How to speed up model?

I am trying to fit a hierarchical model. The model runs fine but runs for days. Is there any way I can speed it up. I am new to Stan so any and all help is appreciated!

data {
  int<lower=0> N;//Number of observations
  int<lower=1> J;//Number of predictors with random slope
  int<lower=1> K;//Number of predictors with non-random slope
  int<lower=1> L;//Number of customers/groups
  int<lower=0,upper=1> y[N];//Binary response variable
  int<lower=1,upper=L> ll[N];//Number of observations in groups
  matrix[N,K] x1;
  matrix[N,J] x2;
}
parameters {
  vector[J] rbeta_mu; //mean of distribution of beta parameters
  vector<lower=0>[J] rbeta_sigma; //variance of distribution of beta parameters
  vector[J] beta_raw[L]; //group-specific parameters beta
  vector[K] beta;
}
transformed parameters {
  vector[J] rbeta[L];
  for (l in 1:L)
    rbeta[l] = rbeta_mu + rbeta_sigma .* beta_raw[l]; // coefficients on x
}
model {
  rbeta_mu ~ normal(0,5);
  rbeta_sigma ~ gamma(1,1);
  beta~normal(0,5);
  for (l in 1:L)
    beta_raw[l] ~ std_normal();

  for(n in 1:N)
    y[n]~bernoulli_logit(x1[n] * beta + x2[n] * rbeta[ll[n]]);
}

These are the gradient times:

Replace the for loops with vectorized statements. That should get you very far.

I have tried it:

model {
vector[N] p;
rbeta_mu ~ normal(0,5);
rbeta_sigma ~ inv_gamma(1,1);
beta~normal(0,5);
for (l in 1:L)
beta_raw[l] ~ std_normal();

p = x1 * beta + (x2 .* rbeta[ll]) * ones; // Multiplication by vector of ones as a row-wise summation of matrix
y~bernoulli_logit( p );
}

Didn’t make much of a difference.

The for loop over beta raw ?

Based on the suggestion of @andrjohns I used matrix operations

transformed parameters {
matrix[L,J] rbeta;
for (l in 1:L)
rbeta[l] = rbeta_mu + rbeta_sigma .* beta_raw[l]; // coefficients on x
}

Is this ok or is there another way?

Sorry, I read too quickly.

Honestly, just dump this model into the R package brms and use make_stanmodel and make_standata from brms. This will give you a decent Stan model in no time and you can tune it further.

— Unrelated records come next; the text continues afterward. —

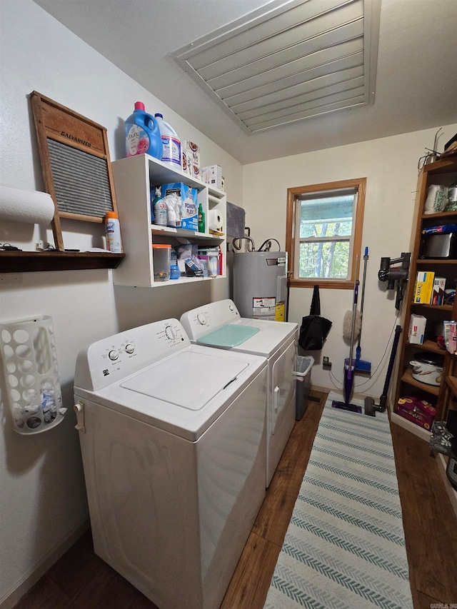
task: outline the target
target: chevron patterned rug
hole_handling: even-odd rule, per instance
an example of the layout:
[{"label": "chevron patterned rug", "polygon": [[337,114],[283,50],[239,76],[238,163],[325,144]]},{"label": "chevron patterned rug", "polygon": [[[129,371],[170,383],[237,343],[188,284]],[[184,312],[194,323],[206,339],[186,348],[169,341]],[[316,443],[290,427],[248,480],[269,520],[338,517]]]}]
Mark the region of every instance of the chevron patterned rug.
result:
[{"label": "chevron patterned rug", "polygon": [[326,403],[264,609],[412,609],[387,413],[337,410],[335,399]]}]

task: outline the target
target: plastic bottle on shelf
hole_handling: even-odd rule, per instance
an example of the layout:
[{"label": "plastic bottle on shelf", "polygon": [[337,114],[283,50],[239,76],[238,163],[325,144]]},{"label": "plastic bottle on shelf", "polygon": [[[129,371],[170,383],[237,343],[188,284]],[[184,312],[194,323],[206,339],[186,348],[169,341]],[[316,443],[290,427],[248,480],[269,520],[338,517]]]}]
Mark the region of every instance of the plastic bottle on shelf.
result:
[{"label": "plastic bottle on shelf", "polygon": [[199,203],[199,232],[205,232],[205,212],[203,211],[201,203]]},{"label": "plastic bottle on shelf", "polygon": [[162,139],[162,163],[181,171],[181,140],[178,134],[171,125],[165,122],[162,114],[156,113],[154,118],[159,125]]},{"label": "plastic bottle on shelf", "polygon": [[151,208],[154,212],[154,223],[159,226],[166,226],[168,223],[168,206],[161,196],[160,186],[156,186],[156,196],[152,201]]},{"label": "plastic bottle on shelf", "polygon": [[150,154],[162,158],[162,139],[157,121],[144,110],[142,101],[135,102],[134,114],[125,121],[126,155]]},{"label": "plastic bottle on shelf", "polygon": [[121,226],[115,211],[107,211],[105,215],[105,235],[106,249],[113,253],[121,253]]}]

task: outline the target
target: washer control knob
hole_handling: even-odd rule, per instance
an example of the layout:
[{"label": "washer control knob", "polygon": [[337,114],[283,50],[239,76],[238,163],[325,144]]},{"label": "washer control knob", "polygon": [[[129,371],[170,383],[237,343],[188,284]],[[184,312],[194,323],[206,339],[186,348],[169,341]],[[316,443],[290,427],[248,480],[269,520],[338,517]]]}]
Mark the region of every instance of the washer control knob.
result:
[{"label": "washer control knob", "polygon": [[167,326],[165,328],[165,335],[167,338],[173,341],[176,338],[176,331],[173,328],[173,326]]}]

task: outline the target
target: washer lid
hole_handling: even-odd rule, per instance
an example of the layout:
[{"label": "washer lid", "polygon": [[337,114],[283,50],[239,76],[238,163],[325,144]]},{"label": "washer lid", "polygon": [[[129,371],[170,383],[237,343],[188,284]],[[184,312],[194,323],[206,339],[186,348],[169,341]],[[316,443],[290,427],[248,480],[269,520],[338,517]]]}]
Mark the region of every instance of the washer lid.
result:
[{"label": "washer lid", "polygon": [[237,347],[258,332],[260,332],[260,328],[227,323],[222,328],[200,336],[197,338],[197,343],[210,347]]},{"label": "washer lid", "polygon": [[192,411],[201,410],[248,363],[183,351],[130,378],[121,386]]}]

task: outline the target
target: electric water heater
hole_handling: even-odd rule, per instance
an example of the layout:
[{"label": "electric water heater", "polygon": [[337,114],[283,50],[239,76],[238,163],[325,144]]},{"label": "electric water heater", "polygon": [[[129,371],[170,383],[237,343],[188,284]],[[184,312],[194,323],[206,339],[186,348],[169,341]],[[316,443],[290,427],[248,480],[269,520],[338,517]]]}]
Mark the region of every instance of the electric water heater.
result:
[{"label": "electric water heater", "polygon": [[234,253],[233,302],[241,317],[286,321],[287,252]]}]

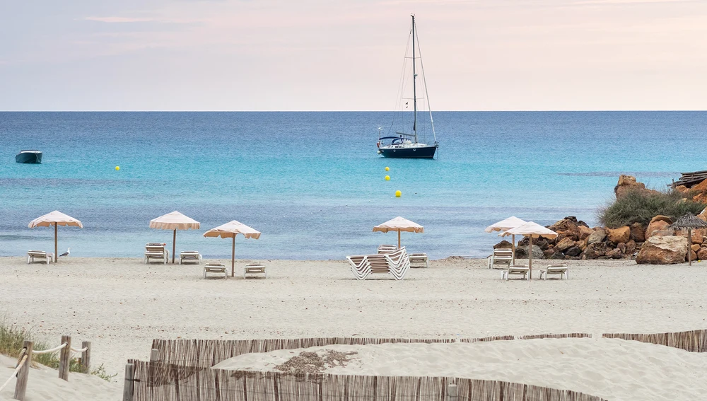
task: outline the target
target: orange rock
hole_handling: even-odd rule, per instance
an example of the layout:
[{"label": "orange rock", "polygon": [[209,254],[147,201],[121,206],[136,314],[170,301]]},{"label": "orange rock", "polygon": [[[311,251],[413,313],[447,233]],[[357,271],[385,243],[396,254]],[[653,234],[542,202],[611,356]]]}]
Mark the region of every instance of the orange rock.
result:
[{"label": "orange rock", "polygon": [[631,228],[628,226],[613,229],[607,228],[607,236],[609,237],[609,240],[615,244],[625,243],[629,242],[629,238],[631,237]]}]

Moreover, brms in on the verge to support (experimental) within-chain parallelisation should you really need a lot of power.

1 Like

Ok will give that a try. Thanks !

I am facing an unusual situation. 3 out 4 chains finished last chain running for more than 4 hours after other chains completed still not finished sampling. Is this normal?